An analysis of book challenges by The Washington Post in the 2021-2022 school year found that nearly half “targeted titles with LGBTQ+ characters or themes.” PEN America reports that the book banning movement grew rapidly during the 2022-2023 school year with a focus on claims that books are “pornographic” or “indecent” even though they do not actually meet legal standards for pornography. Under Project 2025 proposals, teachers and librarians could presumably face criminal liability for assigning books like the Pulitzer-winning graphic novel Maus or And Tango Makes Three, a children’s book based on the true story of how two male penguins at the Central Park Zoo raised an orphaned baby penguin. Both books have been banned in some school districts due to complaints from Moms for Liberty.
Project 2025 talks about “parents’ rights,” but a handful of narrow-minded crusaders are robbing all parents’ children of their freedom to explore their imaginations through literature. Of the more than 1,000 book challenges analyzed by The Washington Post, the majority “were filed by just eleven people.” The woman who successfully got Ban This Book censored has filed 245 book challenges in her county. One Wisconsin woman, Melissa Bollinger, got 444 books removed from bookshelves in the Elkhorn Area School District.
But surely the right would never actually carry out their plans to slap the cuffs on teachers and librarians, right?
Think again—it already has.
Acting on an anonymous individual’s complaint, a police officer in Massachusetts entered an eighth grade classroom to search for a copy of Gender Queer by Maia Kobabe. An Arkansas law passed in 2023 subjects librarians to up to six years in prison and a $10,000 fine for checking out books deemed obscene or harmful.
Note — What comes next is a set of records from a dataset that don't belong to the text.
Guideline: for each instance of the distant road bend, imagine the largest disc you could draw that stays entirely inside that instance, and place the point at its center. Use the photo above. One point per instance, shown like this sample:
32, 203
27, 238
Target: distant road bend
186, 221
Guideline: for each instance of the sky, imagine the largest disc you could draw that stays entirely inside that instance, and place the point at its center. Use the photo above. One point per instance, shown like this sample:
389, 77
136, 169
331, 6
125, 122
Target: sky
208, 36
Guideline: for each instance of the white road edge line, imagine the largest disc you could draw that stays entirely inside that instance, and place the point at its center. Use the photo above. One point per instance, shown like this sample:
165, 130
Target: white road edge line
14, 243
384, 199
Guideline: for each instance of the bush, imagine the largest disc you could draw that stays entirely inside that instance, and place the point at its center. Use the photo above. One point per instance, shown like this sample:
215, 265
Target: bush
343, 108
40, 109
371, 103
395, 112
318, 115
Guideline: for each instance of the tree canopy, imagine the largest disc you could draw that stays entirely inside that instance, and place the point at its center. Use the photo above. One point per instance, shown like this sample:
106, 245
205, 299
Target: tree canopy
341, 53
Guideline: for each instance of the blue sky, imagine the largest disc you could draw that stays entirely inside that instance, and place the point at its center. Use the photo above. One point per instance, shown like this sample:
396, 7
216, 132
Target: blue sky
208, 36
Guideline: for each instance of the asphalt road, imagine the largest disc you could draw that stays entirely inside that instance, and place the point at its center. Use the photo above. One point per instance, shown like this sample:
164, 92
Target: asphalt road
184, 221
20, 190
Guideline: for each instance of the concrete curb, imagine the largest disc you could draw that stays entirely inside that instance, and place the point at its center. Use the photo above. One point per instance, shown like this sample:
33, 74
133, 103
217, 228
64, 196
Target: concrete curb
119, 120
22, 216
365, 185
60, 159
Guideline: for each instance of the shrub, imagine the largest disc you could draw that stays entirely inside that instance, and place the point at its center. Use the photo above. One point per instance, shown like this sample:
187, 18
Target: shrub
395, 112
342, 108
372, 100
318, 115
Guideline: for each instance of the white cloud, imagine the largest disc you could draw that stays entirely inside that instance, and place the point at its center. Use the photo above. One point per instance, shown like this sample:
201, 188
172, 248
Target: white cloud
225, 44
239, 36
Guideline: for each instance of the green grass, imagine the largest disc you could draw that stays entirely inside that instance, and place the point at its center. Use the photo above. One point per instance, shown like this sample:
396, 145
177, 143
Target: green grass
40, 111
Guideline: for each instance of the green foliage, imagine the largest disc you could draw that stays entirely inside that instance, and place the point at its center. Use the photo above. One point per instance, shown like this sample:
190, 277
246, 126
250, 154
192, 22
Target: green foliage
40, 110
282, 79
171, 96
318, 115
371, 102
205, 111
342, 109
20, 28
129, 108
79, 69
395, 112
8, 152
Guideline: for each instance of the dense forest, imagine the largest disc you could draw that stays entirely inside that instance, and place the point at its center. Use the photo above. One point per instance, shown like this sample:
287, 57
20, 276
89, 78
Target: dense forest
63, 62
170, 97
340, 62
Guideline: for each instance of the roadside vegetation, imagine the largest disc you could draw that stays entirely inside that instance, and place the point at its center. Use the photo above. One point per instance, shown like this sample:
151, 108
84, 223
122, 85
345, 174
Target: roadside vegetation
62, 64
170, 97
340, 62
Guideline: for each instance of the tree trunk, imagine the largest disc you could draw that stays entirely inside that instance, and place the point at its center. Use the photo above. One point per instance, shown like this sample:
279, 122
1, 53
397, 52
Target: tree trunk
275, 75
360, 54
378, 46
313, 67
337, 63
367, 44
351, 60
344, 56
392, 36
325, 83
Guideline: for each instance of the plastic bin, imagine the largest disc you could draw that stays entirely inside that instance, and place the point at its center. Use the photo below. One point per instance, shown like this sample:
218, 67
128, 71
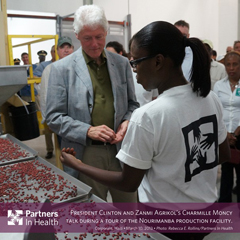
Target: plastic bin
25, 122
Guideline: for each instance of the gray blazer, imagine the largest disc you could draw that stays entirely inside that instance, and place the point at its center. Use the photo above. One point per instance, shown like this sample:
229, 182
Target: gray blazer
70, 97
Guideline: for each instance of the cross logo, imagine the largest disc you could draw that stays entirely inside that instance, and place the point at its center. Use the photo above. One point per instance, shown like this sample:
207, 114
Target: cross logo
14, 217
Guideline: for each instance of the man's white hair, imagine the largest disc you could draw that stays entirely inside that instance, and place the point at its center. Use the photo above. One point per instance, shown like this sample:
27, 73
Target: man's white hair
90, 16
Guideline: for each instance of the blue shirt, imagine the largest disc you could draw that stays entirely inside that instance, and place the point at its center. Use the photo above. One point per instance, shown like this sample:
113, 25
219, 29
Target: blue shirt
26, 91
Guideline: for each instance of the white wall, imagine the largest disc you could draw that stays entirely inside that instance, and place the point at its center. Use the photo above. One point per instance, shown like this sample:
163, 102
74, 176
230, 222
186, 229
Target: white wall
60, 7
216, 20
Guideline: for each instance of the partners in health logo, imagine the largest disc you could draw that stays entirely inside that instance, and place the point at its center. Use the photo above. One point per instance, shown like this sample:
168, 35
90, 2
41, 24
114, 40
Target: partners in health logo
15, 217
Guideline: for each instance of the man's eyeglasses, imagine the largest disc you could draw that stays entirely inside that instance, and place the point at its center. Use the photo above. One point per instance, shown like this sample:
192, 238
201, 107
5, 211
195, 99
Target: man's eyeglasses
135, 62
Eight states have passed comparable laws, and seventeen other states were considering similar legislation as of April 2024.
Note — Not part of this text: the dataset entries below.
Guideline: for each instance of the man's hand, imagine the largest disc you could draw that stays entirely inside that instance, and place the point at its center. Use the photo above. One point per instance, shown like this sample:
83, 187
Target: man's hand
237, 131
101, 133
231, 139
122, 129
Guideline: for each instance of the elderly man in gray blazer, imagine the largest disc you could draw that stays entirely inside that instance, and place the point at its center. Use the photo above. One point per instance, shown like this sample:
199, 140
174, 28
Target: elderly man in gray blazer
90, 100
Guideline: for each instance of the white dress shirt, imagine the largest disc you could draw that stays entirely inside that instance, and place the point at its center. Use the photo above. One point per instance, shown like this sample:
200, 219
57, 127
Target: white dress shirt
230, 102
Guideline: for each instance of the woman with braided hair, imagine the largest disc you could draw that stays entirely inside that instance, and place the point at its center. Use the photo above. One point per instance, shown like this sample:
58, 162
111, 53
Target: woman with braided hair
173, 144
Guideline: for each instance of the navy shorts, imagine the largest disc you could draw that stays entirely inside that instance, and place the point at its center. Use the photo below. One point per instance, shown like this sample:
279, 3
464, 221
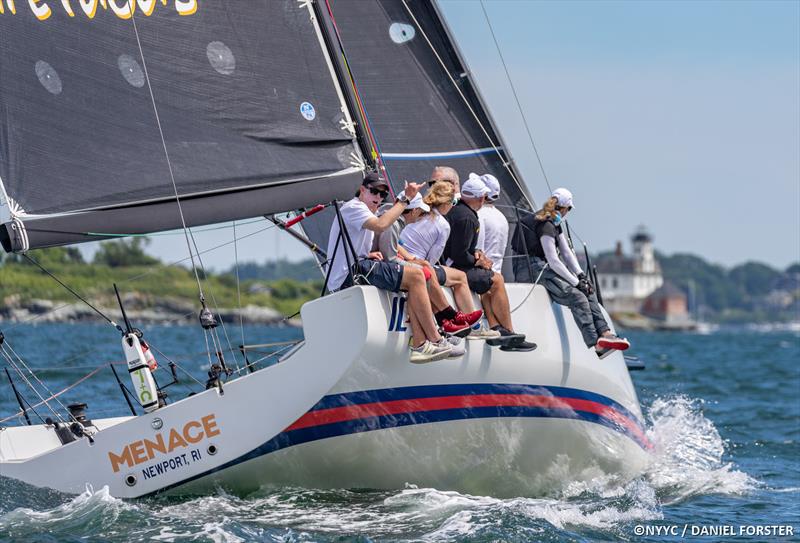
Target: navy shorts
441, 276
379, 273
479, 279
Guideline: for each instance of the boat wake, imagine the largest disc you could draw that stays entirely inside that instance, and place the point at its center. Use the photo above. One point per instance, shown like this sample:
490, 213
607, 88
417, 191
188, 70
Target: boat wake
688, 461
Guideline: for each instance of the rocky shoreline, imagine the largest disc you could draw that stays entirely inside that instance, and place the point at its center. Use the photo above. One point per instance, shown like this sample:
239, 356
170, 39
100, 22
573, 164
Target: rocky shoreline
165, 311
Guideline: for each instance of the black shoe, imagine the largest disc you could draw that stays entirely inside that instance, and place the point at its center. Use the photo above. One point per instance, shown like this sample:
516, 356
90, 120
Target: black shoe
507, 337
520, 346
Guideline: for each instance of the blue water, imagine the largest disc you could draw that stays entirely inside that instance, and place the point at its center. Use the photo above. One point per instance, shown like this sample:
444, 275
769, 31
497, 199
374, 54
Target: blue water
722, 409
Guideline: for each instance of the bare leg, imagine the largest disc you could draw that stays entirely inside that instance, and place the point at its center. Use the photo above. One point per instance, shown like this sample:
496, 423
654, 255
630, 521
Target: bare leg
417, 336
419, 304
438, 299
457, 280
497, 299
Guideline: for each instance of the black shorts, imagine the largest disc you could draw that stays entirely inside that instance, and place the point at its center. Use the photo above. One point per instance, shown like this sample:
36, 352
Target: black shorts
441, 276
379, 273
479, 279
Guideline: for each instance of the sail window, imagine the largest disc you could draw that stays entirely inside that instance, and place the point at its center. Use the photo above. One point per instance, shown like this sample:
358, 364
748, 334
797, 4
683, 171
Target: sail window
48, 77
131, 70
401, 32
221, 57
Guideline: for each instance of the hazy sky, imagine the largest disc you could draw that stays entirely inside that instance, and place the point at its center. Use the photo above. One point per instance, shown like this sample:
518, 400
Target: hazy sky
682, 116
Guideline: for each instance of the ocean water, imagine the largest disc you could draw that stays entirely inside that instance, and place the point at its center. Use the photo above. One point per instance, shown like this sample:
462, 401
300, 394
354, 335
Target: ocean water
722, 409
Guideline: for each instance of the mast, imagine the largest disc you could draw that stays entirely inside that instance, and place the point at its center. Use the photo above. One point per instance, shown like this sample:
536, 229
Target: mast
510, 162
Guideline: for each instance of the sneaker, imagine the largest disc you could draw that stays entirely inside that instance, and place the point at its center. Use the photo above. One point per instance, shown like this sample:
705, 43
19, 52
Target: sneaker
483, 332
455, 329
613, 342
507, 337
457, 347
602, 353
429, 352
520, 347
468, 318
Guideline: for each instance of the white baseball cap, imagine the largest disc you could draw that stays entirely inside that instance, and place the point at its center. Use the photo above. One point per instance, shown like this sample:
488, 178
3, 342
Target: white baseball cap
564, 197
474, 187
417, 203
492, 184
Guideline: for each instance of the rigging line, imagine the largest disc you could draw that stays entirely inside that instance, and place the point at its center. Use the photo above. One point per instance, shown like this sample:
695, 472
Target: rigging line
186, 232
73, 385
216, 307
221, 245
36, 377
140, 276
78, 296
516, 98
238, 287
5, 349
154, 234
503, 160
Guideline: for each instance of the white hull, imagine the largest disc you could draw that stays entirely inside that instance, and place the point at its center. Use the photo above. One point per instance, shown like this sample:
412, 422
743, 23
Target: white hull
347, 409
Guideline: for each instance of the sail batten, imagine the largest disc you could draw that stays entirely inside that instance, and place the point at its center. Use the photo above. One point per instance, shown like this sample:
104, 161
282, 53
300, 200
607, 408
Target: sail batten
246, 97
Roberts is also on the board of governors of the Council for National Policy (CNP) which outlined the right’s education goals in a 2017 memo to President Trump and Secretary of Education Betsy DeVos to end public education in favor of “free-market private schools, church schools, and home schools as the normative American practice” (emphasis in original).
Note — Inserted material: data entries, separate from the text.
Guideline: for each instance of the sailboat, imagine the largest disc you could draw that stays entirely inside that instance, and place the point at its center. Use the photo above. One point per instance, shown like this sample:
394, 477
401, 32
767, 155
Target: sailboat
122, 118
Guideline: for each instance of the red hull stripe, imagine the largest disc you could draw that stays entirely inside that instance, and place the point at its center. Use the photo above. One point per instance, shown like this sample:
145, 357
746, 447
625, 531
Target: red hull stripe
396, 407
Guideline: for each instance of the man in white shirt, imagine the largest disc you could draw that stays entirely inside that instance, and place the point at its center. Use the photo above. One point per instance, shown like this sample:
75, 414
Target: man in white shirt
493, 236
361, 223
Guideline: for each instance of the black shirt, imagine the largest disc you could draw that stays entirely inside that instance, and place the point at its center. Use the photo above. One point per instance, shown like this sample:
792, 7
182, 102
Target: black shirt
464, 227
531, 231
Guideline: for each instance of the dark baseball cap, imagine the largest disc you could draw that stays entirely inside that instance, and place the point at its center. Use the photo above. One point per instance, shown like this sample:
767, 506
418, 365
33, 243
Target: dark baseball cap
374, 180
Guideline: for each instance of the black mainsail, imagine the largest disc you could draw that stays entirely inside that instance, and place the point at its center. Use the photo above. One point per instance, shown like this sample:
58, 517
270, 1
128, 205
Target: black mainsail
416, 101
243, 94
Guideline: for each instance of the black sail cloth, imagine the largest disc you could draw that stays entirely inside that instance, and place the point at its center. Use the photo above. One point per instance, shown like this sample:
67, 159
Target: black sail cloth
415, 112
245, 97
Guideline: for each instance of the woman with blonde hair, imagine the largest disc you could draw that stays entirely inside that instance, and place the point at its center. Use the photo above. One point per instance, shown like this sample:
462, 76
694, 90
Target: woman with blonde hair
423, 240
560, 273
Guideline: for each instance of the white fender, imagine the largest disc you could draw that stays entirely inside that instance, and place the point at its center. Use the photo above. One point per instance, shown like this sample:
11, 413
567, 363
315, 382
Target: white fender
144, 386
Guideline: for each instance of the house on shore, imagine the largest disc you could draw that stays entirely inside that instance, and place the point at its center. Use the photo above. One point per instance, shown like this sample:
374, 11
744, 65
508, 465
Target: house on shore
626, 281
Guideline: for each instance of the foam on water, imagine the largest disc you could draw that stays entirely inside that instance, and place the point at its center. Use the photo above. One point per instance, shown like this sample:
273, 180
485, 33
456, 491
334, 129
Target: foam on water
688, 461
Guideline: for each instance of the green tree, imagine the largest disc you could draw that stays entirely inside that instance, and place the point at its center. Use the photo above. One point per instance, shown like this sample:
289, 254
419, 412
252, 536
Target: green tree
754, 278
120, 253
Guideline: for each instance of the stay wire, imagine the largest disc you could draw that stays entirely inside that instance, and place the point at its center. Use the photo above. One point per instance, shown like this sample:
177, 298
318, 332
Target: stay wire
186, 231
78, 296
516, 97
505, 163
That’s what “school choice” means: Pay to send your kids to for-profit corporate schools, indoctrinate them at Christian nationalist schools, or you’re on your own.
In the 2017 memo to Trump, the CNP recommended the nation “Restore Ten Commandments posters to all K-12 public schools.” In June of this year, the pro-MAGA Oklahoma state superintendent ordered public school curriculums in grades five through twelve to include Bible instruction. Trump later endorsed the display of the Ten Commandments in all public schools.
But despite these swift actions to put Project 2025 policies into place, they remain enormously unpopular. As many 2023 school board races demonstrated, organized opposition beats the book banners at the ballot box. The Moms for Liberty label became electorally toxic.
In Virgina, Schuyler VanValkenburg defeated a Republican state senator who had sponsored the state’s book ban law. VanValkenburg campaigned on the idea that, as a high school teacher, he understands “the difference one book can make for a child.”
Small wonder Trump is dissembling when he says, “I have no idea who is behind [Project 2025].”
Don’t let Roberts, the Heritage Foundation, and Trump rule our children’s lives.